BlueDBM tackles storage network gremlins with FPGAs
By Jack Clark, 31st January 2014
Massachusetts Institute of Technology Parking Lot, off Memorial Drive, Facing West (Photo credit: MIT-Libraries)
Distributed file systems may be cheap to run, but their performance can be atrocious when the network becomes saturated, and some boffins are hoping to change this so to better simulate our universe.
MIT researchers have tried to solve the network saturation problems bought about by SSD-loaded distributed storage systems with a new approach named BlueDBM, and hope the approach will give scientists a boost when running complex simulations.
One potential application of the BlueDBM system is speeding a University of Washington simulation of the universe.
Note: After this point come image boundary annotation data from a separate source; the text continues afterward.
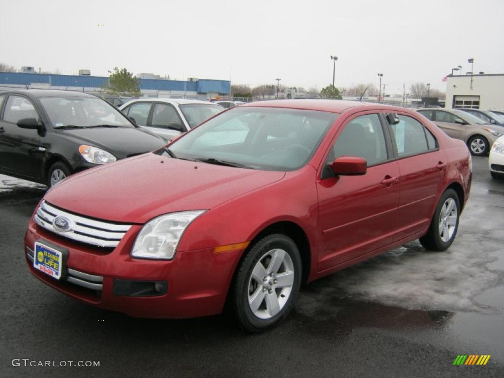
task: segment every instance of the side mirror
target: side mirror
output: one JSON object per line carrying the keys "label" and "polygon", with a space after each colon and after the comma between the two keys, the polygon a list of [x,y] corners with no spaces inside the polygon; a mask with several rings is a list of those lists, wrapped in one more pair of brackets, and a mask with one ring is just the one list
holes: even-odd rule
{"label": "side mirror", "polygon": [[166,127],[168,129],[171,129],[172,130],[176,130],[181,132],[183,130],[182,125],[178,122],[170,122],[166,125]]}
{"label": "side mirror", "polygon": [[42,123],[34,118],[24,118],[18,121],[18,127],[21,129],[30,129],[38,130],[42,127]]}
{"label": "side mirror", "polygon": [[357,156],[340,156],[329,165],[337,176],[360,176],[367,170],[366,159]]}
{"label": "side mirror", "polygon": [[133,117],[128,117],[128,118],[130,119],[130,121],[133,122],[133,124],[134,124],[135,126],[138,126],[138,124],[137,123],[137,121],[135,120],[134,118],[133,118]]}

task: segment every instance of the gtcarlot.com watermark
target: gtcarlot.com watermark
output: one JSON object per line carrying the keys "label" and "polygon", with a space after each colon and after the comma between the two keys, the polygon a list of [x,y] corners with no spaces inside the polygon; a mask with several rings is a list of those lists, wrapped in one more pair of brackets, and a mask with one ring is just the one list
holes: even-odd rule
{"label": "gtcarlot.com watermark", "polygon": [[99,361],[40,361],[29,358],[14,358],[12,366],[25,367],[97,367]]}

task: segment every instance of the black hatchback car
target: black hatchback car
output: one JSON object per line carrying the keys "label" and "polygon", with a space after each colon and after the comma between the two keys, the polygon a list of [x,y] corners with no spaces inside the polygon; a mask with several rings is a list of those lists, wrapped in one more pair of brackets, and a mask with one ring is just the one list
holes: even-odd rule
{"label": "black hatchback car", "polygon": [[166,143],[92,95],[0,92],[0,173],[51,186],[72,173]]}

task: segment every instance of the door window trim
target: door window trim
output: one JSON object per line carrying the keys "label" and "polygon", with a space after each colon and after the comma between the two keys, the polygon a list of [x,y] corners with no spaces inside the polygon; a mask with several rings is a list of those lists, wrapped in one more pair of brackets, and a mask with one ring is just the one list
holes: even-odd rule
{"label": "door window trim", "polygon": [[[406,116],[406,117],[410,117],[411,118],[412,118],[415,120],[417,121],[419,123],[420,123],[420,124],[421,124],[423,127],[423,134],[424,134],[424,136],[425,137],[425,143],[427,144],[427,148],[428,148],[429,143],[428,143],[428,142],[427,141],[427,135],[425,134],[425,133],[426,133],[425,129],[427,129],[427,130],[428,130],[429,131],[429,133],[430,133],[431,135],[434,138],[434,140],[435,141],[436,148],[434,148],[434,149],[432,149],[431,150],[427,150],[427,151],[423,151],[423,152],[417,152],[417,153],[416,153],[408,154],[407,155],[401,155],[401,156],[400,156],[399,154],[399,153],[397,151],[397,146],[395,142],[394,141],[395,138],[392,138],[393,133],[392,133],[392,130],[391,130],[390,128],[389,127],[389,122],[388,122],[388,121],[387,121],[387,118],[385,117],[386,114],[388,114],[389,113],[392,113],[392,112],[395,113],[396,114],[398,114],[399,115],[403,115],[403,116]],[[435,152],[435,151],[438,151],[439,150],[439,141],[437,139],[437,138],[436,137],[436,135],[434,133],[432,132],[432,130],[431,130],[430,129],[429,129],[429,128],[427,126],[427,125],[425,123],[424,123],[424,122],[422,122],[421,120],[420,120],[419,119],[418,119],[416,117],[413,116],[410,114],[403,113],[403,112],[402,112],[401,111],[391,112],[391,111],[387,111],[386,110],[386,111],[382,111],[382,116],[383,117],[382,121],[384,121],[385,122],[385,124],[387,125],[387,127],[386,128],[387,129],[387,133],[389,133],[389,136],[390,136],[391,139],[392,140],[392,142],[391,143],[392,144],[392,148],[393,148],[393,150],[394,156],[394,159],[393,159],[394,160],[395,160],[395,161],[401,160],[402,160],[403,159],[406,159],[407,158],[411,157],[412,156],[418,156],[420,155],[424,155],[425,154],[429,154],[429,153],[430,153],[431,152]]]}

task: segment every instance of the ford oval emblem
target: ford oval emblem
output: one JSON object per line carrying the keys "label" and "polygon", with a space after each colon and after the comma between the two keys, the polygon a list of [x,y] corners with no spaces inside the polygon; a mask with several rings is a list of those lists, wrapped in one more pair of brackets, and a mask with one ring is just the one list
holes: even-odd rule
{"label": "ford oval emblem", "polygon": [[71,229],[70,225],[70,220],[65,217],[58,216],[52,221],[52,226],[60,232],[70,231]]}

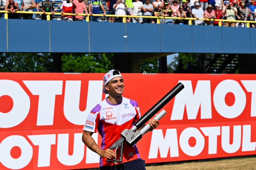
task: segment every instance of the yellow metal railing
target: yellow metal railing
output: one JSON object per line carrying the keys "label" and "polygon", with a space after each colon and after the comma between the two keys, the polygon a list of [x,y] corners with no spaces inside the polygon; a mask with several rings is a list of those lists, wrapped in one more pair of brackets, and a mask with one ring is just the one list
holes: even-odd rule
{"label": "yellow metal railing", "polygon": [[[7,11],[0,10],[0,13],[4,13],[5,19],[8,19],[8,13],[10,12]],[[17,11],[15,12],[17,14],[43,14],[42,12],[30,12],[28,11]],[[47,15],[47,19],[48,20],[50,20],[50,15],[52,15],[51,12],[45,12],[45,14]],[[55,12],[55,15],[62,15],[60,12]],[[78,15],[79,16],[86,16],[86,21],[89,22],[89,17],[90,16],[88,14],[87,16],[85,14],[71,14],[70,13],[63,13],[63,15]],[[95,17],[104,17],[103,14],[93,14],[92,16]],[[250,27],[250,23],[254,23],[256,24],[256,21],[240,21],[240,20],[228,20],[227,19],[206,19],[199,18],[197,19],[196,18],[182,18],[180,17],[156,17],[153,16],[137,16],[135,15],[108,15],[106,14],[105,17],[120,17],[123,18],[123,22],[125,23],[126,22],[126,18],[128,17],[131,18],[154,18],[156,19],[157,24],[160,24],[160,19],[184,19],[185,20],[188,20],[188,24],[189,25],[192,24],[192,20],[201,20],[202,21],[218,21],[219,22],[219,26],[221,27],[222,26],[222,23],[223,22],[244,22],[246,23],[246,27],[247,28]]]}

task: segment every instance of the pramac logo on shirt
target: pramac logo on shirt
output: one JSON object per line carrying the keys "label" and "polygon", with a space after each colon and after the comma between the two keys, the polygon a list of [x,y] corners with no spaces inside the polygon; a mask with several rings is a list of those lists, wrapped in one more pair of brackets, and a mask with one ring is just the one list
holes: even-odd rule
{"label": "pramac logo on shirt", "polygon": [[116,117],[113,117],[113,113],[111,112],[108,111],[106,113],[106,118],[105,119],[105,120],[112,120],[112,119],[116,119]]}
{"label": "pramac logo on shirt", "polygon": [[89,124],[89,125],[93,125],[93,122],[90,122],[90,121],[88,121],[88,120],[86,121],[86,123]]}

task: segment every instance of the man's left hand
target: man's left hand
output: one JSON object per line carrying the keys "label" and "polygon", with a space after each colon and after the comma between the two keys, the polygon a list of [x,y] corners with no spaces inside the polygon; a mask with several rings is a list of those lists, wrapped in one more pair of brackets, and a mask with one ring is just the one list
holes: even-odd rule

“Scientists need to query this rather enormous dataset to track which particles are interacting with which other particles, but running those kind of queries is time-consuming,” MIT Sang-Woo Jun told MIT News. “We hope to provide a real-time interface that scientists can use to look at the information more easily.”
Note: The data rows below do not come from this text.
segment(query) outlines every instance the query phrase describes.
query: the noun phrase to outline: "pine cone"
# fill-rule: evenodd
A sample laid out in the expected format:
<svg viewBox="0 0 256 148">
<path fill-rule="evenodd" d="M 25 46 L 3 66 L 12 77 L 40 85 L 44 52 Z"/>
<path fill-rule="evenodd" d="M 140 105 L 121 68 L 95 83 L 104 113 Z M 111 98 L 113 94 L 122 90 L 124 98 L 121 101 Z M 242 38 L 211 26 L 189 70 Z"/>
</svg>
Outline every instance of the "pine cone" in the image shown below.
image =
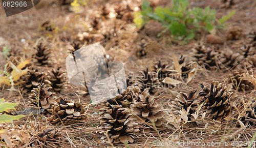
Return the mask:
<svg viewBox="0 0 256 148">
<path fill-rule="evenodd" d="M 130 107 L 133 103 L 134 99 L 137 98 L 140 92 L 138 86 L 131 86 L 127 87 L 126 90 L 123 90 L 121 94 L 116 94 L 116 91 L 111 90 L 113 96 L 113 98 L 107 101 L 105 106 L 109 106 L 109 104 L 115 105 L 122 105 L 124 107 Z"/>
<path fill-rule="evenodd" d="M 80 102 L 73 102 L 62 97 L 56 101 L 57 104 L 52 106 L 53 115 L 51 118 L 56 125 L 76 124 L 86 119 L 84 109 Z"/>
<path fill-rule="evenodd" d="M 253 56 L 256 54 L 255 47 L 253 47 L 251 45 L 244 45 L 241 48 L 242 55 L 244 57 Z"/>
<path fill-rule="evenodd" d="M 256 125 L 256 102 L 254 99 L 248 97 L 242 97 L 238 106 L 240 109 L 240 119 L 245 126 L 249 125 L 251 126 Z"/>
<path fill-rule="evenodd" d="M 30 92 L 33 88 L 36 88 L 42 82 L 44 73 L 38 72 L 34 67 L 29 67 L 28 72 L 22 77 L 22 86 L 27 92 Z"/>
<path fill-rule="evenodd" d="M 203 97 L 205 108 L 207 110 L 208 116 L 216 120 L 221 120 L 230 112 L 231 105 L 229 104 L 233 93 L 231 85 L 213 81 L 210 88 L 205 84 L 201 84 L 202 90 L 199 96 Z"/>
<path fill-rule="evenodd" d="M 230 8 L 234 5 L 233 0 L 222 0 L 221 1 L 221 8 Z"/>
<path fill-rule="evenodd" d="M 169 77 L 169 75 L 172 73 L 170 71 L 171 67 L 168 63 L 161 61 L 155 62 L 154 64 L 153 69 L 153 71 L 157 73 L 157 77 L 160 81 L 163 80 L 165 78 Z"/>
<path fill-rule="evenodd" d="M 254 85 L 251 82 L 243 78 L 242 74 L 247 73 L 246 70 L 239 69 L 234 70 L 227 82 L 233 85 L 233 88 L 239 92 L 250 91 L 254 89 Z"/>
<path fill-rule="evenodd" d="M 182 65 L 181 76 L 183 78 L 187 78 L 188 77 L 188 74 L 194 68 L 193 67 L 193 62 L 192 61 L 186 61 L 186 58 L 183 57 L 183 55 L 181 55 L 179 60 L 179 64 L 180 65 Z"/>
<path fill-rule="evenodd" d="M 156 99 L 150 95 L 147 89 L 131 105 L 132 114 L 138 123 L 152 125 L 151 122 L 153 122 L 157 127 L 162 126 L 164 113 L 162 106 L 156 102 Z"/>
<path fill-rule="evenodd" d="M 44 22 L 41 25 L 41 28 L 42 31 L 46 31 L 51 32 L 53 32 L 55 29 L 53 25 L 49 20 Z"/>
<path fill-rule="evenodd" d="M 139 74 L 136 76 L 133 85 L 139 86 L 141 91 L 149 88 L 151 94 L 155 94 L 163 87 L 158 79 L 157 74 L 148 71 L 147 68 L 146 70 L 140 71 Z"/>
<path fill-rule="evenodd" d="M 38 110 L 42 109 L 43 113 L 52 112 L 51 106 L 55 103 L 54 93 L 51 92 L 52 87 L 46 87 L 44 83 L 34 88 L 29 96 L 29 106 Z"/>
<path fill-rule="evenodd" d="M 102 117 L 99 118 L 102 130 L 101 132 L 108 132 L 110 142 L 114 141 L 115 143 L 120 142 L 133 143 L 136 135 L 135 132 L 139 131 L 138 123 L 130 120 L 131 114 L 129 110 L 121 106 L 109 106 L 101 109 Z M 108 141 L 106 136 L 103 136 L 101 138 Z"/>
<path fill-rule="evenodd" d="M 41 42 L 39 42 L 35 47 L 36 53 L 34 55 L 34 58 L 35 60 L 35 64 L 36 66 L 44 66 L 49 63 L 50 49 L 44 44 Z"/>
<path fill-rule="evenodd" d="M 60 67 L 58 67 L 57 70 L 52 69 L 48 72 L 47 80 L 55 92 L 60 92 L 65 86 L 65 72 L 60 69 Z"/>
<path fill-rule="evenodd" d="M 191 115 L 194 113 L 198 107 L 197 103 L 198 102 L 198 94 L 196 90 L 189 90 L 188 94 L 183 92 L 180 92 L 180 94 L 177 95 L 174 100 L 172 101 L 170 107 L 174 114 L 180 115 L 179 111 L 182 110 L 183 108 L 185 111 L 187 112 L 188 121 L 194 121 L 195 117 Z M 196 122 L 190 122 L 194 127 L 198 125 Z M 189 125 L 188 125 L 188 126 Z"/>
<path fill-rule="evenodd" d="M 215 49 L 206 48 L 202 43 L 199 43 L 192 48 L 192 52 L 193 56 L 199 65 L 204 66 L 208 70 L 218 67 L 219 52 Z"/>
<path fill-rule="evenodd" d="M 233 68 L 243 60 L 243 57 L 239 53 L 234 53 L 230 49 L 222 51 L 219 57 L 219 66 L 220 69 L 224 67 Z"/>
</svg>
This tech sees the boffins sit field-programmable gate arrays (FPGA) between the host computer and the storage, and lash them together via their own network. The result is a low-latency, high bandwidth, scalable storage system that has an order of magnitude greater performance than Microsoft’s rival “CORFU” system [PDF].
The secret to this performance increase is the combination of PCIe-based flash storage with a storage controller implemented on an FPGA that is linked to all other controllers by multi-gigabit low latency serial links with a SERialize/DESerializer (SERDES) function that is implemented directly within each FPGA.
By doing this “each node is able to access remote storage with negligible performance degradation,” they write. “Not only does the controller-to-controller network provide pooling of storage capacity, but it also allows combining the throughput of all nodes on the network, resulting in linear throughput scaling with more nodes.”
When the MIT boffins evaluated a four-node implementation of the BlueDBM system they found it had a zippy network with an average packet latency of around 0.5 microseconds.
“Considering that the typical latency of a flash read is several tens of microseconds requests in our network can, in theory, traverse dozens of nodes before the network latency becomes a significant portion of the storage read latency,” they write in the Scalable Multi-Access Flash Store for Big Data Analytics paper [PDF].
From he perspective of an end-user, the prototype BlueDBM system has “has an average latency to client applications of about 70 microseconds, which is an order of magnitude lower than existing distributed flash systems,” they write.